3)     Between line 164-165 author say that “The results further supported the same responses of TNF−α stimulated TNBC cells to TQ treatment” However in figure 2 differences between cells can be seen. In fact it is possible to say that in MB-235 TQ has a more pronounced effect.

4)     In figure 3B again although in this case in MDA-MB-468 cells after 10mM of TQ author do not have variations between replicates.

5)     Figure 4 is confusing the treatment must be included in the figure. It seems that TQ alone induces migration, please can explain this issue?
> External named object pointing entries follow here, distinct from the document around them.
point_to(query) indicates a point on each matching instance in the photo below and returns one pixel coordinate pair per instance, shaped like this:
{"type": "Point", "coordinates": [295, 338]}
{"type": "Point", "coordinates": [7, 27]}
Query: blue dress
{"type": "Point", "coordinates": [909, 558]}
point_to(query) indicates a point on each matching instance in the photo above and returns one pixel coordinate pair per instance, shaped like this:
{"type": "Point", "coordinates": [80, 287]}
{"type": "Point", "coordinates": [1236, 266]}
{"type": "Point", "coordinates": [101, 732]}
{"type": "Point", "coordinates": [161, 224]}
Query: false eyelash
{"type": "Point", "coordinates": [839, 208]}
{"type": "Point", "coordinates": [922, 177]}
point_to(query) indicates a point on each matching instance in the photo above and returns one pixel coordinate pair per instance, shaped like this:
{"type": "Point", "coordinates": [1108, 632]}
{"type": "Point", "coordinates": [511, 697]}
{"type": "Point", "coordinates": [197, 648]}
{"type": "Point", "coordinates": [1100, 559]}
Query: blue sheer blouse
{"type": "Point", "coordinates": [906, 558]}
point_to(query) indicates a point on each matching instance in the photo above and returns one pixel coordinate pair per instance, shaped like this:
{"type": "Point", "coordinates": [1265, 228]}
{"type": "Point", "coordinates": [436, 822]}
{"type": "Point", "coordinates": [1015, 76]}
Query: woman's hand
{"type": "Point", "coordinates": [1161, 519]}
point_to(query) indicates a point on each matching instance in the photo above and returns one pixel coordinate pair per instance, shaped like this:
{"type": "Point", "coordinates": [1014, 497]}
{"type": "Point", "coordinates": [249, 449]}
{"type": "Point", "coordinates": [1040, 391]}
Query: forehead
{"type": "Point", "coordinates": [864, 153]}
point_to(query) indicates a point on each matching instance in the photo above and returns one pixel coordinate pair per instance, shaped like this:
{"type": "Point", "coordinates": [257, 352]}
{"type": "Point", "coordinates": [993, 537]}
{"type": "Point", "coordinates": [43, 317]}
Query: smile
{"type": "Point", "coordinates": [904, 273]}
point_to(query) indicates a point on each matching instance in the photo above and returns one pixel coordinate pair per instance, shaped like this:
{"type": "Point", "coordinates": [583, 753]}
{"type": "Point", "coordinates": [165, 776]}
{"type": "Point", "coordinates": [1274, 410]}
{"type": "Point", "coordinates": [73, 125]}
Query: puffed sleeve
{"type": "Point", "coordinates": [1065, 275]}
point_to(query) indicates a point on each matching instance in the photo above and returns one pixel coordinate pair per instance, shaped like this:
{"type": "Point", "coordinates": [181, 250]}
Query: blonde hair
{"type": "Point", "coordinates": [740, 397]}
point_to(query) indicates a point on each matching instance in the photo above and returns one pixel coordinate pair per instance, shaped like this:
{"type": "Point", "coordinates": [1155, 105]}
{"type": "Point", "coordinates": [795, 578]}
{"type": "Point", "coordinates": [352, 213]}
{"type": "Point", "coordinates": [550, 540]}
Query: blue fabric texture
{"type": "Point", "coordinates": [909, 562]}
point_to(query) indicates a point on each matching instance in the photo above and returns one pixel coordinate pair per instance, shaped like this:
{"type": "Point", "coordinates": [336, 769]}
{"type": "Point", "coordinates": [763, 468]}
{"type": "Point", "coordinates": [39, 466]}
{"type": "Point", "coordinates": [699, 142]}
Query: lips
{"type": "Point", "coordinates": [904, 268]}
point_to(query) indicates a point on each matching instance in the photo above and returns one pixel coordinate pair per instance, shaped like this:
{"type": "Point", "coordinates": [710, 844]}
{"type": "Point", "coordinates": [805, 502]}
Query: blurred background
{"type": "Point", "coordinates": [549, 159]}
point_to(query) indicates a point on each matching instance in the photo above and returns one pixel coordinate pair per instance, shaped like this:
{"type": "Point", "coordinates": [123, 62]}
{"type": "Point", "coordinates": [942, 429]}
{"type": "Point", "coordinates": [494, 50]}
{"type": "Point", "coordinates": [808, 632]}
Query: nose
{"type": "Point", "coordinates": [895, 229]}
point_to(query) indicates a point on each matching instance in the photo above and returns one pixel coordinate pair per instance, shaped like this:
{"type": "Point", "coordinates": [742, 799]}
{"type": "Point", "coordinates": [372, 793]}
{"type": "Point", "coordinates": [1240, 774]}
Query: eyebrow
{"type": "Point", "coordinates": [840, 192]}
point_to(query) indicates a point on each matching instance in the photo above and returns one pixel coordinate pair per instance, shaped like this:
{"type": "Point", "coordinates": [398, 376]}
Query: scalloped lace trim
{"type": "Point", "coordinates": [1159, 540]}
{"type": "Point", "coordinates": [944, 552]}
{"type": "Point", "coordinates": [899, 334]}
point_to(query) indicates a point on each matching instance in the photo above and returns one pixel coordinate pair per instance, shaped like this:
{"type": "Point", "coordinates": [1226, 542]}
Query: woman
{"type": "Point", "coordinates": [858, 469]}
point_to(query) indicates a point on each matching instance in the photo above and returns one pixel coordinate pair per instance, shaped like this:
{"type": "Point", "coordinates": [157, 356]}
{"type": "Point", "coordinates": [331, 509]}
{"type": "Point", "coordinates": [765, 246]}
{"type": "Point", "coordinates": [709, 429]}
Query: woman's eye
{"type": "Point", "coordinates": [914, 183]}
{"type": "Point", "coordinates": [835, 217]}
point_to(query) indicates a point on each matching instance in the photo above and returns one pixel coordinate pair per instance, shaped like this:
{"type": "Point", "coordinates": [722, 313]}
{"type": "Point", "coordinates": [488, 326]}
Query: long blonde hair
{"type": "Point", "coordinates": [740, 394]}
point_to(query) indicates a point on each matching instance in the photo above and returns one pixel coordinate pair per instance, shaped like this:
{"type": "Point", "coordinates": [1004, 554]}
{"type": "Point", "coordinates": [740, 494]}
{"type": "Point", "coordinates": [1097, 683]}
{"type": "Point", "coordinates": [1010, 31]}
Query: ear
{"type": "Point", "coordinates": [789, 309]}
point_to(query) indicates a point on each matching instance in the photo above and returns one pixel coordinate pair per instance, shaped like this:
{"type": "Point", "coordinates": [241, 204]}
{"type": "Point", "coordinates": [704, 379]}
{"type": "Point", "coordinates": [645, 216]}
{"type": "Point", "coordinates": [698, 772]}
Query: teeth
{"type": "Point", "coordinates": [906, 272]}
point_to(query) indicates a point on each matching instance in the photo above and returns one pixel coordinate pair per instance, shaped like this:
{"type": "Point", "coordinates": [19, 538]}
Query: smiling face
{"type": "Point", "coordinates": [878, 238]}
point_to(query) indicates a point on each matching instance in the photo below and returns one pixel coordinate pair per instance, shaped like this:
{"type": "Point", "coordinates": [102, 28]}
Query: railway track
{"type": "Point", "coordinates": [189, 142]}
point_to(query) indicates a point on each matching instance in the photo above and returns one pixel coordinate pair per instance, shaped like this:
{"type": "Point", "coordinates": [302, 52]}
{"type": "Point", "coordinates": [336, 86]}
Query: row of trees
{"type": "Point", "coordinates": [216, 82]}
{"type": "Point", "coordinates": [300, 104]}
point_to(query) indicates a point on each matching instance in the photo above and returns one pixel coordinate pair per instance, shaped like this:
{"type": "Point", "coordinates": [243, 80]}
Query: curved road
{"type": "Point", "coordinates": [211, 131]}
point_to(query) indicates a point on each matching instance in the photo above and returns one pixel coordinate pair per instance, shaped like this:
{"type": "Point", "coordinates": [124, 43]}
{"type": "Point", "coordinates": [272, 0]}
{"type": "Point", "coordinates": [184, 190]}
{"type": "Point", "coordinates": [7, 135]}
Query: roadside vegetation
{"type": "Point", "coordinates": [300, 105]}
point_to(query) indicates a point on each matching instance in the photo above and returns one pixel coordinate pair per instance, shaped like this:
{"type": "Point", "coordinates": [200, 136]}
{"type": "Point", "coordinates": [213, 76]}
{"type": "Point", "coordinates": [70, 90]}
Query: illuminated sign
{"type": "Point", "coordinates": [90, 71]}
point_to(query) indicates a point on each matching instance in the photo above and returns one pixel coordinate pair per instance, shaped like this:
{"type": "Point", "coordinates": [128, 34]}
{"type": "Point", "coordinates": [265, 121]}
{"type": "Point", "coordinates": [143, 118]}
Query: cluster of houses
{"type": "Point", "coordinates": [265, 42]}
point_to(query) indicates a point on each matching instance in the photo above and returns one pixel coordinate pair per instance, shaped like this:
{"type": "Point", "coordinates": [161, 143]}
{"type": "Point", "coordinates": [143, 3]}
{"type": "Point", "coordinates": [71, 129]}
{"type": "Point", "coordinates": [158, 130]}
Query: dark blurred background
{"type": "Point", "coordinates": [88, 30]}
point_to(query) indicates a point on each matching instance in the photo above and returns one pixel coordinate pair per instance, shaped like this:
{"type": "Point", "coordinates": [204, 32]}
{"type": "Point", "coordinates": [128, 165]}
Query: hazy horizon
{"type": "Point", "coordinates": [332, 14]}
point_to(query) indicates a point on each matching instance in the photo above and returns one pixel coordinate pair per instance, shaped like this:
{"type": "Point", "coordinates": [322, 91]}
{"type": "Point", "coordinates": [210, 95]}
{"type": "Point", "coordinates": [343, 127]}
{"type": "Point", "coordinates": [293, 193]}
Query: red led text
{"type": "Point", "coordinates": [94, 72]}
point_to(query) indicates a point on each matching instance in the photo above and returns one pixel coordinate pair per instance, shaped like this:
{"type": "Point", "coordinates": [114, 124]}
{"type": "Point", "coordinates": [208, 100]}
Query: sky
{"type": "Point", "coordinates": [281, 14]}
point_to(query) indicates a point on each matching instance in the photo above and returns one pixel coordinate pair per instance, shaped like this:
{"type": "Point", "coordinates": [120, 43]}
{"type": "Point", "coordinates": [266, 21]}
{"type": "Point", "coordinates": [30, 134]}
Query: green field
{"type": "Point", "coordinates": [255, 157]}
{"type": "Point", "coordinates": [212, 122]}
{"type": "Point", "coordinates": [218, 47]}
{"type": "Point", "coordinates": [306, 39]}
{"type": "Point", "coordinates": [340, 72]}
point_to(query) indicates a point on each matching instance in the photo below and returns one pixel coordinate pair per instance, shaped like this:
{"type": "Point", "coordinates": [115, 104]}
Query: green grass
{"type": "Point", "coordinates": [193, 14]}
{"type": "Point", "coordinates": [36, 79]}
6)     Author analyzed cytotoxicity, and proliferation suing in both cases Alamar blue. I think that using FACS it is possible obtain more information because it is possible known what is the mechanism of cytotoxicity (apoptosis...) or only cell cycle stop.

Author Response

Reviewer 3

• In line 138 author states that the variations in TQ's reaction between cells may be due to several molecular processes. What processes are referred to?
• Response: Corrected as "These effects' variability may indicate the different anti-TNBC mechanisms of TQ in these two genetically distinct cell lines," included on page 4, lines 144-140.
• In figure 2 is very curious that in MDA-MB-231 author do not have variation between replicates since 20 mM of TQ.
• Response: Corrected as suggested as "Compared to MDA-MB-468 cells, the antiproliferative effect of TQ on MDA-MB-231 cells exhibits a similar response pattern starting at 20 µM regardless of exposure time or concentration "included on page 4, lines 140-141.
• Between line 164-165 author say that "The results further supported the same responses of TNF−α stimulated TNBC cells to TQ treatment" However, in Figure 2, differences between cells can be seen. In fact, it is possible to say that in MB-235, TQ has a more pronounced effect.
• Response: Corrected as suggested, included on page 4, lines 166-166, as the findings further confirmed that TNF−α triggered TNBC cells respond similarly to TQ treatment. TNF−α stimulated MDA-MB-231 TNBC cells responding to TQ less sensitively against clonogenicity than TNF−α stimulated MDA-MB-468 TNBC cells".
• In Figure 3B, again, although in this case in MDA-MB-468 cells after 10mM of TQ author does not have variations between replicates.
• Response: Modified as suggested, included on pages 4 and 5, lines 163-169 as" In contrast, in TNF−α stimulated MDA−MB−468 TNBC cells at 5 µM of TQ, the colony formation was reduced by 80%, and at 10 µM and onwards, irrespective of time exposure and concentration, the colony formation is reduced by more than 90% (p<0.0001) (Figure 3B). The findings further confirmed that TNF−α triggered TNBC cells respond similarly to TQ treatment, with MDA-MB-231 TNBC cells responding to TQ less sensitively against clonogenicity than MDA-MB-468 TNBC cells".
• Figure 4 is confusing; the treatment must be included in the figure. TQ alone induces migration. Please can you explain this issue?
• Response: Figure 4 is Corrected as suggested. The treatment conditions were included in each image, and the image sequence was modified as that of the corresponding bar graphs shown on page 6.
• The author analyzed cytotoxicity and proliferation suing in both cases Alamar blue. I think that by using FACS, it is possible to obtain more information because it is possible to know what the mechanism of cytotoxicity is (apoptosis...) or if only the cell cycle
• Response: Even though, as the reviewer pointed out, FACS may be used to measure the same measurement parameters. We decided to test both cell lines' clonogenicity as well as cell viability and proliferation using Alamar Blue.

Author Response File: Author Response.docx

Round 2

Reviewer 2 Report

Authors addressed all the comments and improved the manuscript.